The Nabob. From the French of Alphonse Daudet, author of Sidonie, Jack, etc. By Lucy H. Hooper. Author’s edition. Boston: Estes & Lauriat. 1878.
Sidonie and Jack have been briefly noticed in these columns. The Nabob is a large advance upon either. Possessing all the characteristics that individualized those stories, it is larger in scope, firmer in touch, fuller in character, more vigorous and finished in execution. As far as writing, plot, and development go, it is a very remarkable book. We must say of it, however, as we said of its predecessors, it is not a pleasant story. There is a kind of hot-house effect about it, a forced process, so to say, that, while fascinating for the moment, is not natural and healthy. We breathe in an overcharged atmosphere. There is any quantity of intoxicating odors, of lights and flowers, and soft music and rich costumes and beautiful faces. But the light is not the blessed sunlight; the odors and flowers oppress us with their heaviness like those around a bier; the beautiful faces are painted, and we sigh for something fresh and free, even if it be not half so elegant or well “made up.” There is from the beginning a brooding sense of a storm coming, and the storm comes with awful and repulsive vehemence.

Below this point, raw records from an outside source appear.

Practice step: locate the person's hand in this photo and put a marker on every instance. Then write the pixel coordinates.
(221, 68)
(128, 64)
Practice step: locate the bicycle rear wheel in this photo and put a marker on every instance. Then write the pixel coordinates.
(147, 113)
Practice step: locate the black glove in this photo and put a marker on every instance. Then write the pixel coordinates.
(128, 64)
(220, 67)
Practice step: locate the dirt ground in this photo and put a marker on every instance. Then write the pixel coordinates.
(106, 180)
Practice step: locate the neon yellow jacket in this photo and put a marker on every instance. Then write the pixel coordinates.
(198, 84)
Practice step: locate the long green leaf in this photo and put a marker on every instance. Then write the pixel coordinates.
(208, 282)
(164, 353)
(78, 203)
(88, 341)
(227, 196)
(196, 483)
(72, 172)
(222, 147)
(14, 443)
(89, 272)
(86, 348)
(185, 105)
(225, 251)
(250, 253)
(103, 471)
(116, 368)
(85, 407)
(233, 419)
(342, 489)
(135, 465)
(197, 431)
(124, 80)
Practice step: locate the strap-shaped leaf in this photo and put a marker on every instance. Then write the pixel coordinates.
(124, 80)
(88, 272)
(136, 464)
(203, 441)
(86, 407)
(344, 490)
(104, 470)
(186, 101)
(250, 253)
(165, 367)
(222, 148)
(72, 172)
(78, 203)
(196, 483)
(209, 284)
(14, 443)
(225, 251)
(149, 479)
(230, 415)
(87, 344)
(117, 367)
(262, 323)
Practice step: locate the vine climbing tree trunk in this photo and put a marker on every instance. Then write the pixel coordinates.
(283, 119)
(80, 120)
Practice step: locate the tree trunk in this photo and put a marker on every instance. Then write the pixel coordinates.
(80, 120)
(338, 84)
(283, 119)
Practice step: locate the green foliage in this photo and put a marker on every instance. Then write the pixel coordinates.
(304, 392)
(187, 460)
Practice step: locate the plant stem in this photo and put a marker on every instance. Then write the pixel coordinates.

Doubtless the author meant to produce just such an effect and to achieve just such a result. If this were his chief intention he is to be congratulated on his success. He has given a highly dramatic story—melodramatic, in fact. There is wit enough and humor enough throughout; but even the wit is biting and the humor sour. The laughter has the sardonic tone of Mephistopheles, and an honest man shivers a little even while he joins in it. Every scene fits with niceness; the curtain always falls on a strong situation; there is not a dull incident throughout; and if nearly everybody in whom you have been interested gets murdered, or destroyed, or run away with, or debauched at the end, what will you have? A melodrama is a melodrama, and Paris is its paradise.
The Nabob is a story of Parisian life, as Parisian life is popularly supposed to have been when Napoleon III. was the arbiter of Europe and Paris Europe’s capital—a capital, if the novelists are to be believed, of political, social, literary, scientific, and moral charlatanism. Doubtless this is true to a great extent; for the leader of it all had, unfortunately for France and himself, much of the charlatan in his disposition. There is everything there but honesty and purity; or if honesty and purity there be, they are kept severely in the background. Their garb is too homely, their faces are too fresh, for this garish light and exotic atmosphere. They are out of place in this fashionable dance of death, as we say here the scholar and the gentleman are out of politics. There is a wonderful duke and statesman—De Mora—whose habit is to give a bored half-glance to the affairs of France, and the rest of his time to dilettanteism and amours, looking all the while to a quack doctor’s globules to keep his eyes bright, his step elastic, and his nerves steady enough for an evening party. There is a sculptor—Felicia Ruys—full of the noblest aspirations, but whose bringing up has been bad. She has been among Bohemians from her infancy, and she is left alone among them, under the care of an old aunt, a famous dancer in her day, whose wonderful toes had turned the crowned heads of Europe. Felicia’s noble nature finds itself bound in by an iron barrier of wickedness. She is surrounded always by a vicious circle from which she sees no outlet or escape. Is it so wonderful that she mistakes her narrow circle for the universe, and sees nothing but wickedness in all the world? How many do this in real life!
There is the wonderful Nabob himself, risen from nowhere, to whom one of the strange turns of Fortune’s wheel sent a fabulous fortune gathered by his own hard and not too scrupulous hands in Algeria. He is ignorant, vulgar, low, without any very strong moral sense, but with a really kind and good heart: he goes to Paris with his millions, and his millions conquer Paris—as long as they last. All the charlatans circle around him. He is a rich man; he wants now to be a great and a distinguished man; and it is truly wonderful to see how many kind friends spring up to make this rich man great and distinguished in a day. Even the Duke de Mora condescends to sell him his cast-off pictures at ducal prices; the illustrious and philanthropic Dr. Jenkins—Jenkins the great—feeds him on his globules at fees that are fortunes; Felicia Ruys makes a bust of him, and would have married him only that he is stupid enough to have been burdened with a wife; Moessard, one of the vampires of the press, writes the Nabob up, and, when the Nabob at last closes his pocket, writes the Nabob down. And so they go on all of them, in a whirl of gold-dust and pearl-powder and moral filth that is their world until they are swept out, each in his or her way, on the strong eddy that is for ever noiselessly, silently, relentlessly sweeping off human lives into the vast and eternal hereafter.